At the Nov. 17 hearing, Patel’s widow took a moment to personalize the five other North Carolina cases since 2014 with outcomes similar to her husband’s in an emotional plea to the board.

“We are not here to ask for radical changes,” Patel said. “We are here to ask for appropriate changes. We are here to ask for saving the next family from what my children and I go through every single day. 

“If it was not for my husband’s reputation, legacy, his case would not be discussed at the national-level medical meetings as well as dental meetings in the state that was discussed in North Carolina,” Patel added.

“I know this is not an easy decision in any way, but please do consider, every family matters.
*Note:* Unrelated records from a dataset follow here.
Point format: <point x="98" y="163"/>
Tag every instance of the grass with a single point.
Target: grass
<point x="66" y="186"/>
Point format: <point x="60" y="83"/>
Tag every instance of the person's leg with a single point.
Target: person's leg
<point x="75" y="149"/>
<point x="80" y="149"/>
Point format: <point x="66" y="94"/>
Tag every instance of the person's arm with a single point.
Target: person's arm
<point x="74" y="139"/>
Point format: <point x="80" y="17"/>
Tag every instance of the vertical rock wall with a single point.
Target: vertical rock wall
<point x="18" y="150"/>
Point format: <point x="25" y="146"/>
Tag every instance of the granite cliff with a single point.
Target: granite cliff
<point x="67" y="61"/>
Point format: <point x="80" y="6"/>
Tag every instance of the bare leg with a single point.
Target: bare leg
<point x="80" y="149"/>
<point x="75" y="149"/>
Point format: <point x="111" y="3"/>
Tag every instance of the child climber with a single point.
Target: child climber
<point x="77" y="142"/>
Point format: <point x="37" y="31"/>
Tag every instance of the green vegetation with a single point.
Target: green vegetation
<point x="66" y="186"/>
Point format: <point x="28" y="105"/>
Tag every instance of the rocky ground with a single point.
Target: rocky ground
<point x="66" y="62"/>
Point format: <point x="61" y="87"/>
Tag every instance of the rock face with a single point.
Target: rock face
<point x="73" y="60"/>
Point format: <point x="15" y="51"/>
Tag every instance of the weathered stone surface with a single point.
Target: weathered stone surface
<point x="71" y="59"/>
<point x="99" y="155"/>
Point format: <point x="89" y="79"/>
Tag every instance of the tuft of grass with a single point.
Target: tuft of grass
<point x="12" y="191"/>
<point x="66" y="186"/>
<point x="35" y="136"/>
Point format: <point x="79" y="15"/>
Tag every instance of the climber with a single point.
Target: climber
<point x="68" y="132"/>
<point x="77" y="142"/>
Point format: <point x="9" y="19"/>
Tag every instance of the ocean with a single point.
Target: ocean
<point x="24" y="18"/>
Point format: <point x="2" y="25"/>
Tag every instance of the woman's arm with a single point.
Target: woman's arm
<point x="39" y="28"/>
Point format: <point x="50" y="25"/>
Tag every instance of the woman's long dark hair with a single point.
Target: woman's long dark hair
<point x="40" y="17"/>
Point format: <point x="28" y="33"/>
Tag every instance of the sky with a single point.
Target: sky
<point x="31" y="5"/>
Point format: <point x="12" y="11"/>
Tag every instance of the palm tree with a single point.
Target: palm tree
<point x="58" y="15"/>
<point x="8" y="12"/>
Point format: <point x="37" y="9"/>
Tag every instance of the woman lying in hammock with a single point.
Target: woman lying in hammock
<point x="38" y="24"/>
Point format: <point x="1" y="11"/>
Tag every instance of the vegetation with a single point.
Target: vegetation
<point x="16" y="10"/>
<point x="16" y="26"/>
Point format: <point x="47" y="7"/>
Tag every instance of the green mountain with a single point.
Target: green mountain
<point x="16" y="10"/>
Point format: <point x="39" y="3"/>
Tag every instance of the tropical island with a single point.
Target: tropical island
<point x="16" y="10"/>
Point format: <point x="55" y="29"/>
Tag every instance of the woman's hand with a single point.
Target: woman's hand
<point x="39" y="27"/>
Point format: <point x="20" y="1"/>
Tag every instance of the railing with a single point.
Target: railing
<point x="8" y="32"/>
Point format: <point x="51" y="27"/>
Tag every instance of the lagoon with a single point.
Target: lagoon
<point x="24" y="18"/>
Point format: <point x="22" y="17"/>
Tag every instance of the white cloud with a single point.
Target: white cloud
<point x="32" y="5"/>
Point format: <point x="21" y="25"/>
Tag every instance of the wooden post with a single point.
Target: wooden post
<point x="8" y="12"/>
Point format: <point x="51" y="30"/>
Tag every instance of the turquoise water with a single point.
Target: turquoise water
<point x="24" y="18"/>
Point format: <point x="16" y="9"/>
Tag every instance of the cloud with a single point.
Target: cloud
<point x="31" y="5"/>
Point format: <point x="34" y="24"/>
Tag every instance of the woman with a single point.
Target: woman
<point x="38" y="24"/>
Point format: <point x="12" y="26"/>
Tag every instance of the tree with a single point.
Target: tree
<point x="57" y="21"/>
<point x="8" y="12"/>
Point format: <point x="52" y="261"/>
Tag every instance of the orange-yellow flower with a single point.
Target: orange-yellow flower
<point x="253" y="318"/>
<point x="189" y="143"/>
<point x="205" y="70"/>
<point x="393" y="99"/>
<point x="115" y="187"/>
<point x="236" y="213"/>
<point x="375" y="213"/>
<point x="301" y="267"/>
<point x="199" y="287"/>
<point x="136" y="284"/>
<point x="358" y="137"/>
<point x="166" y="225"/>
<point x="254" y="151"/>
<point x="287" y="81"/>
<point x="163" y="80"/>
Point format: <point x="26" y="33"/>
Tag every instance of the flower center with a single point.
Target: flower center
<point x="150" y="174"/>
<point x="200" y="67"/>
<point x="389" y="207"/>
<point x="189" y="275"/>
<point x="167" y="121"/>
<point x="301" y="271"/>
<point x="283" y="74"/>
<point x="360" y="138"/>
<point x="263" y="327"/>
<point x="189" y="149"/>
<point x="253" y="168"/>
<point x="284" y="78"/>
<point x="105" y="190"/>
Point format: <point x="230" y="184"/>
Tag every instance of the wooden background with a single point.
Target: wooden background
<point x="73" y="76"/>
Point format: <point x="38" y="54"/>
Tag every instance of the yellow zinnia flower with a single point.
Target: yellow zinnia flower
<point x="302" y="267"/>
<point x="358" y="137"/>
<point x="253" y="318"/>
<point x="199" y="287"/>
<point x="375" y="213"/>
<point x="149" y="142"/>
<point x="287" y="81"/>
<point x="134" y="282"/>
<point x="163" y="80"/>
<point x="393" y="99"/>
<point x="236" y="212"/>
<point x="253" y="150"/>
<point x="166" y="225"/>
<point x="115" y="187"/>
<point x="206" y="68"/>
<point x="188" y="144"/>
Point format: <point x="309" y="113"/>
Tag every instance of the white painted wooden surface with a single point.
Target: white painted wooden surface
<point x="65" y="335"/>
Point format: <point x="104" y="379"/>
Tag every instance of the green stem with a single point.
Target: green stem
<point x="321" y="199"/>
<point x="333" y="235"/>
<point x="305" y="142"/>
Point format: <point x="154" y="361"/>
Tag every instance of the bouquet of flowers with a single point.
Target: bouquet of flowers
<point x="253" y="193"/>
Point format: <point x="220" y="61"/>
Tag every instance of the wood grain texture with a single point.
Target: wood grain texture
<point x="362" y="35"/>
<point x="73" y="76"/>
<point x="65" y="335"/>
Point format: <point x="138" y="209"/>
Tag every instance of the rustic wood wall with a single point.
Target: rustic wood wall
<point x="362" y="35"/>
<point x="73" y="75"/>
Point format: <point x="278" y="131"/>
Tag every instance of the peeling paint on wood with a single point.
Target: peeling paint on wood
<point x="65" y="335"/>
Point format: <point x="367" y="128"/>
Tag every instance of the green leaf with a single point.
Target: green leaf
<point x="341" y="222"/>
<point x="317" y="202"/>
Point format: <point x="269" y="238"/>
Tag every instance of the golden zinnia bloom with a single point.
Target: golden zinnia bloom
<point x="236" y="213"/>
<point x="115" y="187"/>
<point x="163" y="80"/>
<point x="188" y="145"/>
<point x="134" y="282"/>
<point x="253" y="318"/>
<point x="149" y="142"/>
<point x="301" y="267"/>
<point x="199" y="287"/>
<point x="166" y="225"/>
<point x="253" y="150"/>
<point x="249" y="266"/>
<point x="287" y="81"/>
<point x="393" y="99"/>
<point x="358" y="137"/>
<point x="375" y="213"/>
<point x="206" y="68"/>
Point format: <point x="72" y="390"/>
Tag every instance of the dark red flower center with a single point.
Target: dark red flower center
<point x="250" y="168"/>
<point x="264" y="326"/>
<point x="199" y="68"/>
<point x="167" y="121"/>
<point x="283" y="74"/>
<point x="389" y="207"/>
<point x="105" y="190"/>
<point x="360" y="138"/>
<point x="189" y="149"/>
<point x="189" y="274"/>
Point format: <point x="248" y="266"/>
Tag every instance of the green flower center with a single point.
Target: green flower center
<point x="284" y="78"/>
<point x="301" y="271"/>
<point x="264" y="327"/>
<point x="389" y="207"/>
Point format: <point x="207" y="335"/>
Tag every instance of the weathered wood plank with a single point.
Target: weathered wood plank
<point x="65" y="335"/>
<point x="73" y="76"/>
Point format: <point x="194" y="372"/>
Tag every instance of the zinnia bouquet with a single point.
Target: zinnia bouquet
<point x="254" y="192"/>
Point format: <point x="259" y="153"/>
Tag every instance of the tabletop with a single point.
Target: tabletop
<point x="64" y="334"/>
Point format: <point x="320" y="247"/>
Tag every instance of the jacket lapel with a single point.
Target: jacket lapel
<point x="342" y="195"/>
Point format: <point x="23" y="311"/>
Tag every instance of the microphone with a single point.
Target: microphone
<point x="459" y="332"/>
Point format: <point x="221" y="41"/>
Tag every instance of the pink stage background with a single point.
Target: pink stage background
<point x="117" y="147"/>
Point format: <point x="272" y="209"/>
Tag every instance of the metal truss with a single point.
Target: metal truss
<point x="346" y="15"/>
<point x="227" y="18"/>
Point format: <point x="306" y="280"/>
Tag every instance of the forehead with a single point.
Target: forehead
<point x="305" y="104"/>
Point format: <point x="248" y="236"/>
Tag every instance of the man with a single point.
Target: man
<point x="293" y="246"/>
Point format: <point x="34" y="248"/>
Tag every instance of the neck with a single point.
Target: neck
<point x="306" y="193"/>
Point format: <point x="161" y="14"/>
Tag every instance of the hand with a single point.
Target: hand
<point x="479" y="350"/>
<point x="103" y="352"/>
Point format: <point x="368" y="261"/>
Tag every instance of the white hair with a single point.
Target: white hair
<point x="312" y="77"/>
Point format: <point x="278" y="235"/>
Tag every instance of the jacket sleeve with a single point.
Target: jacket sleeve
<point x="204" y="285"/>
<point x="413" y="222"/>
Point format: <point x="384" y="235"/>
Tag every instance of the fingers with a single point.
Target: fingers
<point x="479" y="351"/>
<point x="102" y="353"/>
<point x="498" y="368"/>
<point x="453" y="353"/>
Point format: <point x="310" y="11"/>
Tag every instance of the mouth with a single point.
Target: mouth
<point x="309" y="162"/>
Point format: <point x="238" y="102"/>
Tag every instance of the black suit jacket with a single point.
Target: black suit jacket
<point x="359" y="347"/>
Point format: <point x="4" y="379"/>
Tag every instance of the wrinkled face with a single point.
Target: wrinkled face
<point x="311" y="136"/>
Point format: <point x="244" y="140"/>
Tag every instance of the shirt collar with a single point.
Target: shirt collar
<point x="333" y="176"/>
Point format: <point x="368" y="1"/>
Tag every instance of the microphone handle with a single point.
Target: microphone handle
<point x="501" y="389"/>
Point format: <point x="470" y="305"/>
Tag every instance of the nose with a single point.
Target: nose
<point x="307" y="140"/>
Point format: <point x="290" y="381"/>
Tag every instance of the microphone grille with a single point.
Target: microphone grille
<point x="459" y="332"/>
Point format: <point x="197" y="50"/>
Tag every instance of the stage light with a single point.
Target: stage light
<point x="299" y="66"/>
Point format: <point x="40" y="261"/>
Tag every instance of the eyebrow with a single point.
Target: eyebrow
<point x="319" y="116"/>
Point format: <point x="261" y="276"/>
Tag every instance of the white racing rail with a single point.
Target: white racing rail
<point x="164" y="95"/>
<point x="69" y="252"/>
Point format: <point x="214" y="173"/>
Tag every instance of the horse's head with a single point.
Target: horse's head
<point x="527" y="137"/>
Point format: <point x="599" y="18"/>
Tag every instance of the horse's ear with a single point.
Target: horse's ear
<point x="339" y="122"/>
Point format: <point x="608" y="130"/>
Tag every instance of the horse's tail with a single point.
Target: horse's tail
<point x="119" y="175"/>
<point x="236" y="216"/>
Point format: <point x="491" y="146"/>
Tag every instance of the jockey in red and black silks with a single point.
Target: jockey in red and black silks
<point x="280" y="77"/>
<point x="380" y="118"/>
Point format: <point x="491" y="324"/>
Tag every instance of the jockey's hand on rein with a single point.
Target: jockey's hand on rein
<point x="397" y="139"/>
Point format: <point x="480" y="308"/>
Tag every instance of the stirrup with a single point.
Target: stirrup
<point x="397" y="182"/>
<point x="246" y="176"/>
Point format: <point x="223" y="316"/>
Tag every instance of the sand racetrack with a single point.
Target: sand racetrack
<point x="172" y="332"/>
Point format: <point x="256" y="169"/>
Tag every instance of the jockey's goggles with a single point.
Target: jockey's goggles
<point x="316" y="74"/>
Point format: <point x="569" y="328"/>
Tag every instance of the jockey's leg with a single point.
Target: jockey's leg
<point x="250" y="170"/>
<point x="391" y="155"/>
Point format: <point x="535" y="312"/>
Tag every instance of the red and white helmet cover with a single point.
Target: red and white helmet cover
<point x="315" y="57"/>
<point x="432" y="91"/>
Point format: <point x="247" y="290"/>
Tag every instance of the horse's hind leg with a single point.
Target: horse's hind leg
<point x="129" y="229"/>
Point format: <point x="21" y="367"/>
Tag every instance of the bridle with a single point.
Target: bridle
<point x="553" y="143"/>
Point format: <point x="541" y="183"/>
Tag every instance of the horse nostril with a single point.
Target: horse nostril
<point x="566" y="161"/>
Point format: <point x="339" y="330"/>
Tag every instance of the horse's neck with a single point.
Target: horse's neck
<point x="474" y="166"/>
There is no threshold that needs to be reached for us to say, ‘Oh, you know what? We’ve lost too many. Let’s start looking for a change.'”

Too much weight in studies?

At the Nov. 17 hearing, several speakers questioned the studies submitted to the board by oral surgeons at a February public hearing, as well as in comments to the board since then. The research included studies showing there are about 34 deaths nationwide from dental anesthesia, with another 281 deaths where dental sedation was a contributing factor. Another study submitted argued that moving from the “dental model” to a “medical model” would not increase safety

“Rather, requiring the medical model in dentistry could provide the public with the false sense that the medical model eliminates the risk of morbidity and mortality when this assumption is not supported by peer-reviewed studies,” the study argued. 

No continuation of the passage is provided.